Mathias only looked at Jokal.
“You don’t deny it then? See who you married, a traitorous piece of scum who’d betray his Duke for money. Why did you do it, was it *just* for the money?”
“What did Arran tell you?” Mathias asked, breaking his silence.
“You know!” Jokal said, fixing Mathias in the eyes. “You know exactly what he said: That you gave shelter to murdering Beinison, and when *our* side happened to come along the scum, you aided them in murdering *our* soldiers. You make me sick. All your money, all your wealth are the spoils of war; sure is good business for a traitor, am I right?”
“Wrong,” Mathias said. “All wrong, but I would have been more surprised if Arran had told the truth. Yes, I sheltered four Beinison soldiers. They were youngsters; no older than you. They were also badly wounded and tired of war.” Mathias’ eyes glinted with unbridled anger as he recalled the dreadful war and its aftermath.
“Boys, you hear. I couldn’t let them die and therefore sheltered them on my master’s land. I had *nothing* at that time and risked it all. War is ugly, but it’s uglier when boys die for a stranger. That soldier of ours happened upon these boys when he was searching the premises with two of his comrades. He was about to execute them as they slept, so I knocked him over. The scuffle woke the boys and they *saved* my life. Killed them before they could kill me.
“One fled like the whimpering dog he was once he realised the boys still had their spirit,” Mathias revealed. His horse neighed loudly, annoyed at having to stand in one place. “Realising the danger they had put me in, the Beinison left. Bade me farewell and left me their spoils of war. A few trinkets and coins, nothing to shout about. The winter then began to set in and so I sold wool to the patrols that passed from time to time, sold the wool for a good price mind you. Yes; to both sides at times. No one should die in the winter’s cold. I even sold wool to a passing minstrel at one time.” Mathias smiled at his attempt to inject some levity to his tirade, his anger finally subsiding again.

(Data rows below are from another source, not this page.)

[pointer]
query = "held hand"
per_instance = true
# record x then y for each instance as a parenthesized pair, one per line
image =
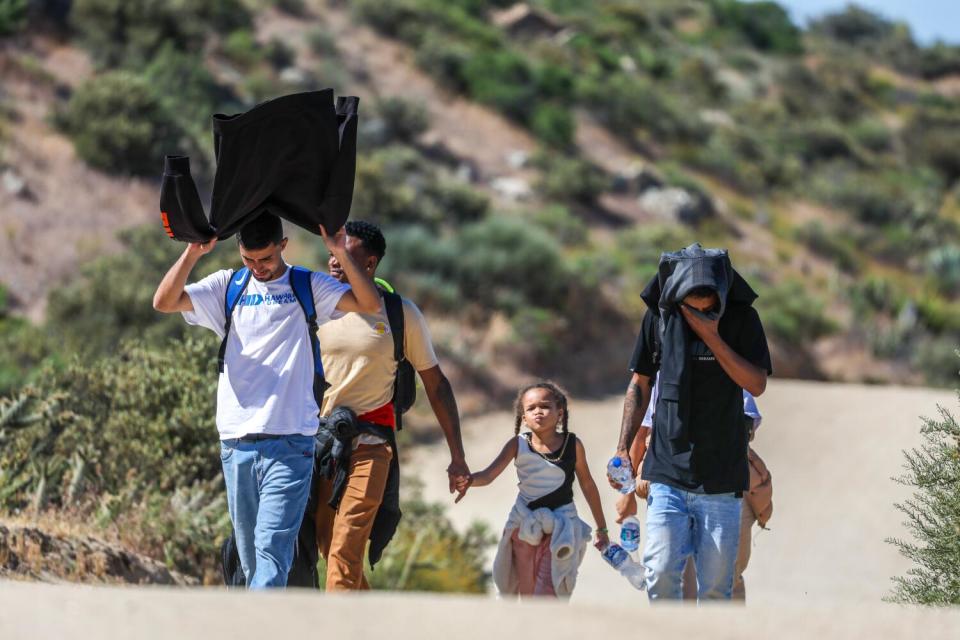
(625, 457)
(702, 325)
(457, 471)
(601, 540)
(201, 248)
(642, 491)
(462, 486)
(337, 243)
(626, 506)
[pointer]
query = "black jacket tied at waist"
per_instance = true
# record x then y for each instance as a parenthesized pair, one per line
(679, 274)
(334, 448)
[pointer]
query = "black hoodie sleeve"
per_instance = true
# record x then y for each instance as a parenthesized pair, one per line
(335, 205)
(180, 207)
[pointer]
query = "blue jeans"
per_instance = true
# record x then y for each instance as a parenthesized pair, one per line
(681, 524)
(268, 484)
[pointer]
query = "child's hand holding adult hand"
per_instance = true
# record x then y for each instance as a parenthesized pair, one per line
(626, 506)
(462, 484)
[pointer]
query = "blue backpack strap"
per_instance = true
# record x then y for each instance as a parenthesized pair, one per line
(302, 286)
(238, 284)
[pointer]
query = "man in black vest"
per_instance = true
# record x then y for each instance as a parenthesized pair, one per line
(704, 340)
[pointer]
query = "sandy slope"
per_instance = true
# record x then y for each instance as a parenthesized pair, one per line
(34, 611)
(832, 450)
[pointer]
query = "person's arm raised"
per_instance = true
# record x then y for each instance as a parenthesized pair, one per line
(744, 373)
(363, 296)
(634, 406)
(170, 296)
(444, 405)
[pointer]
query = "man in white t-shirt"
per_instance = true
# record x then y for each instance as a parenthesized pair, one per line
(267, 412)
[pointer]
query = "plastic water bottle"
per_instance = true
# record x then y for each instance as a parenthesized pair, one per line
(618, 558)
(630, 534)
(622, 474)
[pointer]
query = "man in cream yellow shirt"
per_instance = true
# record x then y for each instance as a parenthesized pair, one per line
(359, 362)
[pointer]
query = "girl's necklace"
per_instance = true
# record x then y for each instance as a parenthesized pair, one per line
(566, 438)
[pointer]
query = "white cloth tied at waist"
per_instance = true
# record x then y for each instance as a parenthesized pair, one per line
(568, 545)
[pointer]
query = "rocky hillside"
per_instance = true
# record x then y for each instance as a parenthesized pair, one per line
(30, 553)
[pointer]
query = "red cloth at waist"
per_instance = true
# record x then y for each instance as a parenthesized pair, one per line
(384, 416)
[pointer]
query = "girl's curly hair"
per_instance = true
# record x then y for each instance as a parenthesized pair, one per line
(558, 396)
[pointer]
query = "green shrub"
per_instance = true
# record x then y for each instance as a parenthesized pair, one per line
(791, 313)
(279, 54)
(626, 103)
(428, 554)
(118, 124)
(932, 471)
(939, 315)
(567, 228)
(873, 134)
(943, 266)
(111, 299)
(830, 244)
(322, 42)
(935, 140)
(765, 25)
(877, 197)
(483, 261)
(553, 125)
(444, 60)
(13, 16)
(23, 349)
(938, 61)
(820, 140)
(118, 32)
(873, 295)
(455, 202)
(504, 80)
(293, 7)
(242, 48)
(404, 120)
(569, 179)
(140, 420)
(936, 359)
(854, 25)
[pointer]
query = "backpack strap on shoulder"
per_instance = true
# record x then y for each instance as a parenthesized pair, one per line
(235, 287)
(302, 286)
(394, 307)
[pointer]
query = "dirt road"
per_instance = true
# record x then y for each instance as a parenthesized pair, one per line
(832, 450)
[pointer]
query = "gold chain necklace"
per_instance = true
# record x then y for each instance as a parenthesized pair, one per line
(566, 438)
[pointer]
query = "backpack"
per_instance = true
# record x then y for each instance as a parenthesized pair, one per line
(302, 288)
(405, 383)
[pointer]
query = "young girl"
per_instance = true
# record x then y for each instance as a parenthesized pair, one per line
(544, 541)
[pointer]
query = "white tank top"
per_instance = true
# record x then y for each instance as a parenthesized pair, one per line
(537, 477)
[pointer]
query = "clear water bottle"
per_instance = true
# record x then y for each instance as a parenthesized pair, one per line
(620, 471)
(630, 534)
(618, 558)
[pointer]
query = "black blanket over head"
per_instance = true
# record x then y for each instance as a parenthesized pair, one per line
(294, 156)
(679, 273)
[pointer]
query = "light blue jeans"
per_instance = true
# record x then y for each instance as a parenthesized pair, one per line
(681, 524)
(268, 484)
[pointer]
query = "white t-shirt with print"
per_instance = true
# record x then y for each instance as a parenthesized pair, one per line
(267, 382)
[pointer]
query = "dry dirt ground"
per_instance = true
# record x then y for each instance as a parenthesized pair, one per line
(832, 450)
(820, 571)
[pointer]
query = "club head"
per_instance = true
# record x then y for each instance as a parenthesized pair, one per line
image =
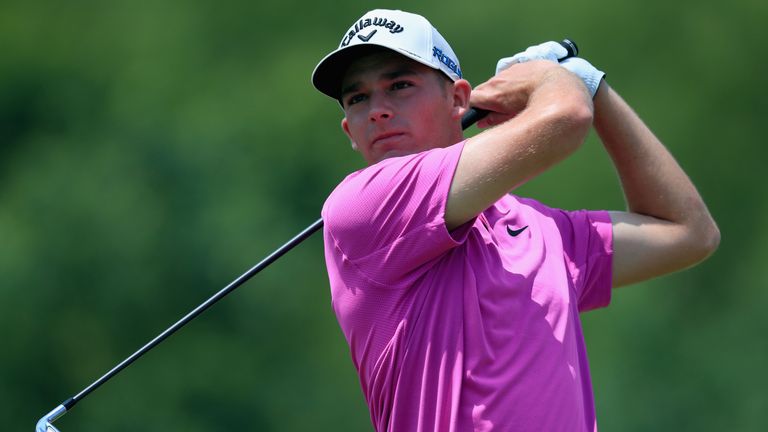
(44, 424)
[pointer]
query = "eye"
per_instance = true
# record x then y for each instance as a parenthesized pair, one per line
(355, 98)
(399, 85)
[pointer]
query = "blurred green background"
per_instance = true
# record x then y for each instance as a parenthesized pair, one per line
(150, 152)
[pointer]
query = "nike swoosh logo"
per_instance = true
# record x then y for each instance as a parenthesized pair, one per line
(515, 233)
(366, 38)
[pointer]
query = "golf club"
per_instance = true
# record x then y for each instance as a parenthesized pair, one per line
(45, 423)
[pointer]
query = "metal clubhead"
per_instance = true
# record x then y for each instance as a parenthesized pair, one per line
(44, 424)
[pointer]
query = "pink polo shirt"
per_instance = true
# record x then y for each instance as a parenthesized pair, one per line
(476, 329)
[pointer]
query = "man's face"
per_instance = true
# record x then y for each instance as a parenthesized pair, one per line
(395, 106)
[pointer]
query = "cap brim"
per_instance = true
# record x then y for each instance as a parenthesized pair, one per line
(329, 73)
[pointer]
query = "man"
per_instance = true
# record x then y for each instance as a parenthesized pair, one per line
(460, 302)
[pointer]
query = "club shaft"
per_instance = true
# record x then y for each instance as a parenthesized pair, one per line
(472, 116)
(198, 310)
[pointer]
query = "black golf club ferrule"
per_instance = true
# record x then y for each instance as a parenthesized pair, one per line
(45, 423)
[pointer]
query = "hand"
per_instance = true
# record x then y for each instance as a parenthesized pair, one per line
(551, 51)
(590, 76)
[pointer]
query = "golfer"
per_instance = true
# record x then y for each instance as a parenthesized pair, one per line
(460, 302)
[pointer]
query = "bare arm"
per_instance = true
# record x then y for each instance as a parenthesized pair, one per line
(667, 226)
(543, 113)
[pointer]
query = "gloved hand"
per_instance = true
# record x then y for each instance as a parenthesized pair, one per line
(552, 51)
(589, 74)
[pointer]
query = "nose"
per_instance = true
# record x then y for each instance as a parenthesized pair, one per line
(380, 109)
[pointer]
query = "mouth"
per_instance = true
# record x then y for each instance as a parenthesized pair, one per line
(387, 138)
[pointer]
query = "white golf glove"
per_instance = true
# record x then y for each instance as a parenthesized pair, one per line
(589, 74)
(551, 51)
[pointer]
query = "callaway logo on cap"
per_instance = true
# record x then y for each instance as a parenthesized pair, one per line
(408, 34)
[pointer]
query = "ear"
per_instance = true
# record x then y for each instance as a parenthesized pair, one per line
(345, 128)
(461, 91)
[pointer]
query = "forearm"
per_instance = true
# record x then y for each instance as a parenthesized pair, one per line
(540, 121)
(668, 221)
(654, 184)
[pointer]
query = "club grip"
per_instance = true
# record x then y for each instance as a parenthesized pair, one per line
(473, 115)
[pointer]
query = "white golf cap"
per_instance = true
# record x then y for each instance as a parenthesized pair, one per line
(408, 34)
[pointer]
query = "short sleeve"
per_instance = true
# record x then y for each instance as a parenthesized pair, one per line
(587, 243)
(388, 220)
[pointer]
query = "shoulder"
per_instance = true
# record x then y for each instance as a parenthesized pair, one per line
(398, 182)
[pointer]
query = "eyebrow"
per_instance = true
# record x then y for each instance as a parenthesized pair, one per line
(395, 74)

“Gradually over time I built up my wealth, and forged good friendships. One friendship turned out to be a good one and I was offered the estate I now live on. A gamble that I won. A gambling debt that was honoured by a man better than me.”
Mathias paused for breath and looked down at his estate, “And now that estate burns while we argue. I’m done with this conversation. You choose who you believe and let me know when you’ve decided.”
With that Mathias kicked his heels in and rode down the hillside toward his burning home. Jokal turned to Leila, only to see her looking at him with disgust. She, too, turned and rode down the hillside, following Mathias. Jokal des Morest looked down at the burning estate and struggled to resolve his inner conflict. He knew that both men believed that their version of events was the truth but what would happen if he sided with Mathias, or with his father? His horse whinnied and sidestepped, as Jokal looked down the hillside.